When weight loss delays fertility care
The confluence of weight and fertility is a painful one to navigate. Gill tried and failed to lose weight for years, while still trying to conceive. “I did everything that I that was in my control,” she says. “I was avoiding cold cuts. I was avoiding any soy because that might mess with your hormones, and then you can't get pregnant. I was eating a healthy diet. I was exercising. I was avoiding hot baths, like everything that I could do, while also managing your stress. Because, you know, you can't get stressed.”
Meanwhile, she says, doctors refused to address any underlying causes of her infertility, including adenomyosis—a thickening of the uterine wall that can impact fertility. One fertility doctor told her, “it would be unethical for me to treat you with your BMI.”
(Does a woman’s fertility really plummet at age 35?)

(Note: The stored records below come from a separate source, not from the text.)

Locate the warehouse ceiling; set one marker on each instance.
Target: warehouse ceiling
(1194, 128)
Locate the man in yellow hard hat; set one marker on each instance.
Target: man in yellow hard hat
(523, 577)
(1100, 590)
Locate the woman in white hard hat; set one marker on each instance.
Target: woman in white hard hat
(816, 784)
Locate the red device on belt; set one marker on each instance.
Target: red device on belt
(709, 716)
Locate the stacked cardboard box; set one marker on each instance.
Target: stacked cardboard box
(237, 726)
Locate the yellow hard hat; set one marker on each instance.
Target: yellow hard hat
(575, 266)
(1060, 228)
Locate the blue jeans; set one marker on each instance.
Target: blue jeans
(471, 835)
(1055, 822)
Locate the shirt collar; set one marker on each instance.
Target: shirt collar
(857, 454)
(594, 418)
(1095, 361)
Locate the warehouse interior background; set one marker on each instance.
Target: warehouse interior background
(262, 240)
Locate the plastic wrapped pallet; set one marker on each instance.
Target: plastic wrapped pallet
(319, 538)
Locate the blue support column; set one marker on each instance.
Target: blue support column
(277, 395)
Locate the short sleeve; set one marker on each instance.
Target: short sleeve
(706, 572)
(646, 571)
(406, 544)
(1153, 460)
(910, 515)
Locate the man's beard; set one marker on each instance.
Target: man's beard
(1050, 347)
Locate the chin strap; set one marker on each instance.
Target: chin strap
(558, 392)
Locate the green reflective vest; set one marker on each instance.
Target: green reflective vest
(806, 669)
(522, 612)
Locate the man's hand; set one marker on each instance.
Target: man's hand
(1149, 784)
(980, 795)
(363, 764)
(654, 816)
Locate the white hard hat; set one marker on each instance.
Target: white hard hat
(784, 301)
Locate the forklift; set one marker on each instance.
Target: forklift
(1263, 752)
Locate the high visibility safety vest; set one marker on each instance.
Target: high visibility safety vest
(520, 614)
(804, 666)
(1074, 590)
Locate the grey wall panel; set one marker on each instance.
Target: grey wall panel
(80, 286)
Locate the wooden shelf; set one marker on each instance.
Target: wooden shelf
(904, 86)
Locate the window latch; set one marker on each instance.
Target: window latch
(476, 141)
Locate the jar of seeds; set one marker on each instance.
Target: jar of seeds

By the time Gill found a doctor who listened and assisted, she had lost nearly four years. Despite further treatment with intrauterine insemination and a gestational carrier, she was unable to conceive. The experience—being dismissed for her weight, dealing with the pain of her adenomyosis, infertility, dieting, and more—was physically and emotionally grueling. “We are human beings who are going through one of the hardest things we will ever go through,” she says.
When people are seeking treatment for infertility, they may be prevented by weight cutoffs at clinics or by doctors like Gill’s telling them to lose weight without overriding other interventions. “Overweight and obese women are not treated equally in the fertility world,” Merhi says.
Sometimes, he notes, other clinicians won’t even check for fertility problems first—they will only see someone’s size. “When they go to have fertility evaluation, the first thing they say is, ‘go lose weight and come back to me in a year.’ Why don't you do the basic workup for her and her partner, check the sperm?” he asks.
Since many clinics have weight cutoffs before they will even treat a patient, some patients might pursue GLP-1s to meet the requirements, Merhi adds.
That delay is even more fraught as people have children later in life. “For some women, their [egg] reserve and their ovaries may go down over that period of time,” Santoro says. “Sending people away to go and lose weight without giving them a lot of effective tools is really almost cruel.”Merhi adds, “Patients can go into menopause, or they tell them, ‘Now we have age cut off, and now you're too old.’”
Gill notes that the drugs don’t work for everyone. “It just feels like the celebrity experience that we hear about, where it's like, ‘oh, wow, in one year, this person went from like 300 pounds to like 100 pounds,’ I think that's what people expect,” she says. “If people are told, ‘oh, take this,’ and then that's not how it works for them, then they've lost precious time.”
That’s why, Maslin says, it is important to truly understand whether GLP-1 drugs have a strong effect on fertility or not. Someone’s ability to become a parent is in the balance, which means research that speaks to people’s experiences, as well as clinical trials. “You really need to speak to people and understand their experiences, their motivations and their barriers to using the medications or not using the medications,” she says. “This is going to be a very individual dilemma for people to face.”
Patients facing it deserve compassion no matter what body they are in, says Gill. “There are a lot of people who will do anything to have a baby,” she says. “And those people are vulnerable and should be treated with respect and care.”